RBA chilling out for Christmas: HSBC's Paul Bloxham

RBA chilling out for Christmas: HSBC's Paul Bloxham
Jonathan ChancellorFebruary 6, 2021

GUEST OBSERVER

The RBA is clearly set to remain on hold next week. This was made clear in a recent speech by Governor Stevens, when, rather unusually, he gave fairly clear guidance on the near-term outlook for rates.

When asked about whether he was ‘still content with a 2.00% cash rate’ or whether the central bank was ‘going to surprise us all again next February’, he said that, “February is three months away, we’ve got Christmas, we should just chill out… come back… and see what the data says.”

December is seemingly not even in consideration.

So if December is out: what about February?

One thing is clear: the RBA does not want to cut further. Otherwise, it would have done so already. Inflation is low and the central bank is forecasting it to stay low over coming quarters. At the same time, the RBA is forecasting growth to remain below trend until late 2016 and the unemployment rate to stay high over the next two years. The RBA is clearly patient and has set a high bar for delivering any further stimulus.
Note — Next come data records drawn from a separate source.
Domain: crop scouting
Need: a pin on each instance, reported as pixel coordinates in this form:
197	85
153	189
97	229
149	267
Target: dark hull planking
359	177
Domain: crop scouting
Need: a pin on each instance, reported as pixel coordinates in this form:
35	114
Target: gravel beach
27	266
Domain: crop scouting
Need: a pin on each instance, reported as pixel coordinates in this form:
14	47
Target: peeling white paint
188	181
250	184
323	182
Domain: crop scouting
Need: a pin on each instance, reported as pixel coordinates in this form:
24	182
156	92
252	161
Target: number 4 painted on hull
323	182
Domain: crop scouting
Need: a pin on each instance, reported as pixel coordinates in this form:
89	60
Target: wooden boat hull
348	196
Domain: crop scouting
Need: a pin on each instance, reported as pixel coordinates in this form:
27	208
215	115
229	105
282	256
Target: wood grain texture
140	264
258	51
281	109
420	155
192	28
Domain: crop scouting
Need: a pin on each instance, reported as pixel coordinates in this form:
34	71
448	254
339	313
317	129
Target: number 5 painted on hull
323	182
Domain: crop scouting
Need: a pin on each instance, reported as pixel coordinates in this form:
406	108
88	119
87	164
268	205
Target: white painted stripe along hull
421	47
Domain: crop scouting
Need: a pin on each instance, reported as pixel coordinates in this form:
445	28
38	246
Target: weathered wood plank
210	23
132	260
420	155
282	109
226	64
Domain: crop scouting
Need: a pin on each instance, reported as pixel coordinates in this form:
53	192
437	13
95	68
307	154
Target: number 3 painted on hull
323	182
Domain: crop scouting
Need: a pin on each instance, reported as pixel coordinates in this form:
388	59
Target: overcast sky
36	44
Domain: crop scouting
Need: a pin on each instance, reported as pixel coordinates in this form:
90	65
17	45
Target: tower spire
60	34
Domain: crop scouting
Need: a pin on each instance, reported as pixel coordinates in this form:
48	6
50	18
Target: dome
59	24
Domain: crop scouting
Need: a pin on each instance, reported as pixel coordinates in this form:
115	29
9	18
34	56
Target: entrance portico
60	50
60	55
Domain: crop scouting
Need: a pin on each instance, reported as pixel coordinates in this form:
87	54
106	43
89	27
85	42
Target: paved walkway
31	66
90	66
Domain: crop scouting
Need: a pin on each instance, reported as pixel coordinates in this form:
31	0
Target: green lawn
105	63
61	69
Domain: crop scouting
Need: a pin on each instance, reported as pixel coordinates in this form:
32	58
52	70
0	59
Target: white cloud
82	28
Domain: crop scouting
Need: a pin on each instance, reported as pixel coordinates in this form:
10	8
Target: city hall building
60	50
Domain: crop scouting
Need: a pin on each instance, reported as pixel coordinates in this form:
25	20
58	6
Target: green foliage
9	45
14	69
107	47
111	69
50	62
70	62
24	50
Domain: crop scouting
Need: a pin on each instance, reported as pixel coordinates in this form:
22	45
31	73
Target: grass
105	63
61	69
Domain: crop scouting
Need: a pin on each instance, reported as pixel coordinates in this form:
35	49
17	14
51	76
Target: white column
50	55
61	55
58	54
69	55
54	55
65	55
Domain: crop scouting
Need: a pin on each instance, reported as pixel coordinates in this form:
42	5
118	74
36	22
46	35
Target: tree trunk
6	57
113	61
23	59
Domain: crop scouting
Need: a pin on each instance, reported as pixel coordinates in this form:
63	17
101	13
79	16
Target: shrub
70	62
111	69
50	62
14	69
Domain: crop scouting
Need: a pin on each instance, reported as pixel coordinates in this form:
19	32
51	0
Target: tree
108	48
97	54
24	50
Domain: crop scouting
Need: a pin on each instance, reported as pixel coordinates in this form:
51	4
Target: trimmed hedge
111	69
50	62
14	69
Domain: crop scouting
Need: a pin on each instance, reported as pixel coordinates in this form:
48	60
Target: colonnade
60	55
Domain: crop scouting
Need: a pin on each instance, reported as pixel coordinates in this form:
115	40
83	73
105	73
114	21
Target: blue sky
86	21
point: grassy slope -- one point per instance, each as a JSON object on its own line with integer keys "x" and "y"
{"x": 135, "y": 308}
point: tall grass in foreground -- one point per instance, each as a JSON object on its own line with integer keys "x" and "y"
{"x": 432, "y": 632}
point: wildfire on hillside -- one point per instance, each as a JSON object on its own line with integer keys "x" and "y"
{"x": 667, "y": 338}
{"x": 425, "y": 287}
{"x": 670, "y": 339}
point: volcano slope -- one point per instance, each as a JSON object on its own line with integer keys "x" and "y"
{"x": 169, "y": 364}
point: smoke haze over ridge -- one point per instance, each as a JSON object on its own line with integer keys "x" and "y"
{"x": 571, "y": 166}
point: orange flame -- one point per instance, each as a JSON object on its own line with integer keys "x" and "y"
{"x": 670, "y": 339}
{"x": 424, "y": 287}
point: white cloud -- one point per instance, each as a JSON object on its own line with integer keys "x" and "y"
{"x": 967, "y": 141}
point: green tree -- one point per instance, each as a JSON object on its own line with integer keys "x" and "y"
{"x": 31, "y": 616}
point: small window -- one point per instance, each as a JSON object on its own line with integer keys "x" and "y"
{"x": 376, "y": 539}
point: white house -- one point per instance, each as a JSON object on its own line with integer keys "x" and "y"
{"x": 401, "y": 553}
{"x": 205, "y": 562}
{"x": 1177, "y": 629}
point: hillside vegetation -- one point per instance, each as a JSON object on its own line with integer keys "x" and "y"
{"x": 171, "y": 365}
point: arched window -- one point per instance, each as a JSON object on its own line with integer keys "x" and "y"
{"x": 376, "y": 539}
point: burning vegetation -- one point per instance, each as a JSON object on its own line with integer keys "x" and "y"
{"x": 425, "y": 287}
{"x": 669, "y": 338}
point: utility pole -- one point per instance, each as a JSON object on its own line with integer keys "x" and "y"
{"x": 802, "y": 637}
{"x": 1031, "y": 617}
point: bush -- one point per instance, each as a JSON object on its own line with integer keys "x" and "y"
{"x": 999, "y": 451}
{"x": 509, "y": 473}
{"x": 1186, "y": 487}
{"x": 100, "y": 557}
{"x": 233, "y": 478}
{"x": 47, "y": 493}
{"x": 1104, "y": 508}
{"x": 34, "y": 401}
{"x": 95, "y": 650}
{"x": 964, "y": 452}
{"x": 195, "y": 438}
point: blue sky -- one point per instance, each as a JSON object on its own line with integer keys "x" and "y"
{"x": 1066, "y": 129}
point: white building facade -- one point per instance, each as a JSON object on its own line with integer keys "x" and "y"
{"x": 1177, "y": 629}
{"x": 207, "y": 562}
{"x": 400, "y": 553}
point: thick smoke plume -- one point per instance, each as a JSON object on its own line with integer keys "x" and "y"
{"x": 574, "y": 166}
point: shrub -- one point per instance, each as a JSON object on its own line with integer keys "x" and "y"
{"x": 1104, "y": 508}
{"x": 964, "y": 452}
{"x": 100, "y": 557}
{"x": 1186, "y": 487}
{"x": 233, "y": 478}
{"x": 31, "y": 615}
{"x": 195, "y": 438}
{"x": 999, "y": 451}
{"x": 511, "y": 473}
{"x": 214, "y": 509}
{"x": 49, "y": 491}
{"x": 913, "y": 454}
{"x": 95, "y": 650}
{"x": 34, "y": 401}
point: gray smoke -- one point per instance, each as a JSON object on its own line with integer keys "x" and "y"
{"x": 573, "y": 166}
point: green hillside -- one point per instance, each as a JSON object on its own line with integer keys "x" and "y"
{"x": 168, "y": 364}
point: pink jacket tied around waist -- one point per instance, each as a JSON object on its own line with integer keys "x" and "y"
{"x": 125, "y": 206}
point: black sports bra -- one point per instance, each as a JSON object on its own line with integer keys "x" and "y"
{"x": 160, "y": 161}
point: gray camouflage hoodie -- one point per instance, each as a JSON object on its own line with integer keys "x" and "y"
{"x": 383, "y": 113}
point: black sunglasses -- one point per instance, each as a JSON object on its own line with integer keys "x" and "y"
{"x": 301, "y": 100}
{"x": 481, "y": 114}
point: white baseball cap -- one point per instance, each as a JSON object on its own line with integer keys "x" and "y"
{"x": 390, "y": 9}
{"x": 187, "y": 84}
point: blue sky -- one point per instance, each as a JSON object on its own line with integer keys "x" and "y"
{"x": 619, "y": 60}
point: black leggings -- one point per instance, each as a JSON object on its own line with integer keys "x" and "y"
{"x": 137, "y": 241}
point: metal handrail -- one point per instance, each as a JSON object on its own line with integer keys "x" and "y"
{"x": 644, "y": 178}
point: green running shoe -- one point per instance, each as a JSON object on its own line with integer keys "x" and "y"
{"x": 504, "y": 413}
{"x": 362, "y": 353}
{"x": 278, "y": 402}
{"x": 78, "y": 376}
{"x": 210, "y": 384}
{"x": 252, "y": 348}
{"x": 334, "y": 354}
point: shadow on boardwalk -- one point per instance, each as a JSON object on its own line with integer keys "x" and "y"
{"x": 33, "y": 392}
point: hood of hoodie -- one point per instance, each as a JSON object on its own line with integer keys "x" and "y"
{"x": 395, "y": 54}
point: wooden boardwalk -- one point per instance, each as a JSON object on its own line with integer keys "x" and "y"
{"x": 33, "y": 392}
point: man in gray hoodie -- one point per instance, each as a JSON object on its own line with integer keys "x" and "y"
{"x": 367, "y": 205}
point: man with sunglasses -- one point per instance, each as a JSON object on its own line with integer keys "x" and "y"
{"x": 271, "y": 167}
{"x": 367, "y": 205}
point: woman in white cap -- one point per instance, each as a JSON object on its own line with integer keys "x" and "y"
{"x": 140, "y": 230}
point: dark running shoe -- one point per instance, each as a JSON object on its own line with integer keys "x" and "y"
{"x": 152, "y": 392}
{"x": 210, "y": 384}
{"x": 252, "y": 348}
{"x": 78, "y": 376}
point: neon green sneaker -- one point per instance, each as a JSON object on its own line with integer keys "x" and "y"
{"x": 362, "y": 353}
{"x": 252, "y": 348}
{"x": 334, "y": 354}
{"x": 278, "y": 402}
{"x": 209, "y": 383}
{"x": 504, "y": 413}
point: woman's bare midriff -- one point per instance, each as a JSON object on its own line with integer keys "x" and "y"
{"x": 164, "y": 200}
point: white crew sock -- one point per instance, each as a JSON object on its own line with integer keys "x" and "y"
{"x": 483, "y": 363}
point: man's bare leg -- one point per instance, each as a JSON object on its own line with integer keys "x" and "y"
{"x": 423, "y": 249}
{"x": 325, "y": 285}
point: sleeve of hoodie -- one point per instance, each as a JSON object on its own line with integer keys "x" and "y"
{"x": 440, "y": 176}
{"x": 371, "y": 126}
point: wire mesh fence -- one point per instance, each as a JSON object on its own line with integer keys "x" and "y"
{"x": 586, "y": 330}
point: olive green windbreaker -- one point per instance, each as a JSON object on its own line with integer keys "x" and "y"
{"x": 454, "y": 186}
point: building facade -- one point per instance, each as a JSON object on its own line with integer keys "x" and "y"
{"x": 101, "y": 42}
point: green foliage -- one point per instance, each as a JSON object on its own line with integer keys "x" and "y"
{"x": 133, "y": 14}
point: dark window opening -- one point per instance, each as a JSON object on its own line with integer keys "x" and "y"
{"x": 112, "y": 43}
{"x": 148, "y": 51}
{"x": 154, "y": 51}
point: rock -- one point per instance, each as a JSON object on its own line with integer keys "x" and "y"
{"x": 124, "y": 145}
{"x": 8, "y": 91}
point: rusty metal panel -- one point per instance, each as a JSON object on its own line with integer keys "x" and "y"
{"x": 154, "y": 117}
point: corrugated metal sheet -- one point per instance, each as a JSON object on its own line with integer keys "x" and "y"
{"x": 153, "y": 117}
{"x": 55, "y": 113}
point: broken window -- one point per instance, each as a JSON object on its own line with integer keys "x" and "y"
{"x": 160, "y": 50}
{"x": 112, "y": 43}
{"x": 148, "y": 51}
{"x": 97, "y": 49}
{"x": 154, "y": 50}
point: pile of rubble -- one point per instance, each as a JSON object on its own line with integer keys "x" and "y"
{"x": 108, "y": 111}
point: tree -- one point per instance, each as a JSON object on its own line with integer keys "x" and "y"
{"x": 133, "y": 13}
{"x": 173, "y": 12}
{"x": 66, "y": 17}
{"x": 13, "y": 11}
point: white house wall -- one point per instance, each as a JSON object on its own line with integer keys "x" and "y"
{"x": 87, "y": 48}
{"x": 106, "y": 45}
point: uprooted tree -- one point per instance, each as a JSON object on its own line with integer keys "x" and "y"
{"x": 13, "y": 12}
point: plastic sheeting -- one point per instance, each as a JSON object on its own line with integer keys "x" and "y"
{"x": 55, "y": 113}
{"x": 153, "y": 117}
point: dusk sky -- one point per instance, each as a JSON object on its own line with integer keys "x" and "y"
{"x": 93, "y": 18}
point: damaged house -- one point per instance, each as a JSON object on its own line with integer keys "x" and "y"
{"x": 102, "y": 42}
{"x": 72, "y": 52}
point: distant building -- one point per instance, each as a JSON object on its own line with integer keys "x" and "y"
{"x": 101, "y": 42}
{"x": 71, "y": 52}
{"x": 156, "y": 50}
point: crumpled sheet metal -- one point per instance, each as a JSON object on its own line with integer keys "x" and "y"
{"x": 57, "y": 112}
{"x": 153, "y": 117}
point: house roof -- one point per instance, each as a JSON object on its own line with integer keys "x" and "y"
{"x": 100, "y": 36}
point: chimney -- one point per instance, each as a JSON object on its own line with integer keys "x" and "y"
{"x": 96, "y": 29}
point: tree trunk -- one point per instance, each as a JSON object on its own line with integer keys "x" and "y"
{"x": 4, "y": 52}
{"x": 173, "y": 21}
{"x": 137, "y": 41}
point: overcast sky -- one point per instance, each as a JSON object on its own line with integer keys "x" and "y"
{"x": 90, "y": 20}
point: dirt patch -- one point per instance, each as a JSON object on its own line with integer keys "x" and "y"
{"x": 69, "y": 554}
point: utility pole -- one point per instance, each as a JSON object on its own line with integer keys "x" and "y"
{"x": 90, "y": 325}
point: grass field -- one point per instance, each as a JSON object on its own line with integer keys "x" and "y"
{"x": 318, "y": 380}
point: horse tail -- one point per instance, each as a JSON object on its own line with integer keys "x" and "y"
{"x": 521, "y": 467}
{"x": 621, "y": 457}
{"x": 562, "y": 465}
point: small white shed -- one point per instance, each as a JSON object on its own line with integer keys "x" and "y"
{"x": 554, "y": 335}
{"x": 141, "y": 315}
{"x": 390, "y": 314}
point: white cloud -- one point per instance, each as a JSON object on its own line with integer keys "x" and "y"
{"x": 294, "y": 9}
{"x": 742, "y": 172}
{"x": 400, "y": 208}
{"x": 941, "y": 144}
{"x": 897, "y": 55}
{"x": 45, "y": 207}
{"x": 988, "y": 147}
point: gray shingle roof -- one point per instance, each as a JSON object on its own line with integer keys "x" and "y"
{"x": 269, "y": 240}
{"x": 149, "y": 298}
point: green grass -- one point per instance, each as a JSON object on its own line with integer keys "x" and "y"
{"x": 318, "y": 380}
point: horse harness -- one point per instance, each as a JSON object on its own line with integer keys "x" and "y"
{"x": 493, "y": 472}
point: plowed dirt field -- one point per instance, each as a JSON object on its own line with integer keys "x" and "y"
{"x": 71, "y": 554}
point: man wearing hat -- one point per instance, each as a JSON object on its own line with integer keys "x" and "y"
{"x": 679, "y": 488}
Between now and February there is also a large number of significant local and global events. Local Q3 GDP data arrive next week and are expected to be on the stronger side. Local jobs numbers come after that and will be worth watching, given the surprisingly strong October result. The Fed’s meeting in mid-December will be important, particularly its implications for the AUD: if the Fed hikes, but delivers a dovish message, the AUD may not fall as many are hoping. At the same time, commodity prices have fallen in recent weeks, as the Chinese slowdown has continued. Finally, the next local CPI print, due on 27 January 2016, will be critical.

We remain optimistic about local growth, but pessimistic about the global inflation outlook. Given low inflation, our central case has the RBA delivering another cut early next year, but there is significant uncertainty, given the large collection of events between now and then, and the RBA’s considerable reluctance about considering the prospect of further cuts.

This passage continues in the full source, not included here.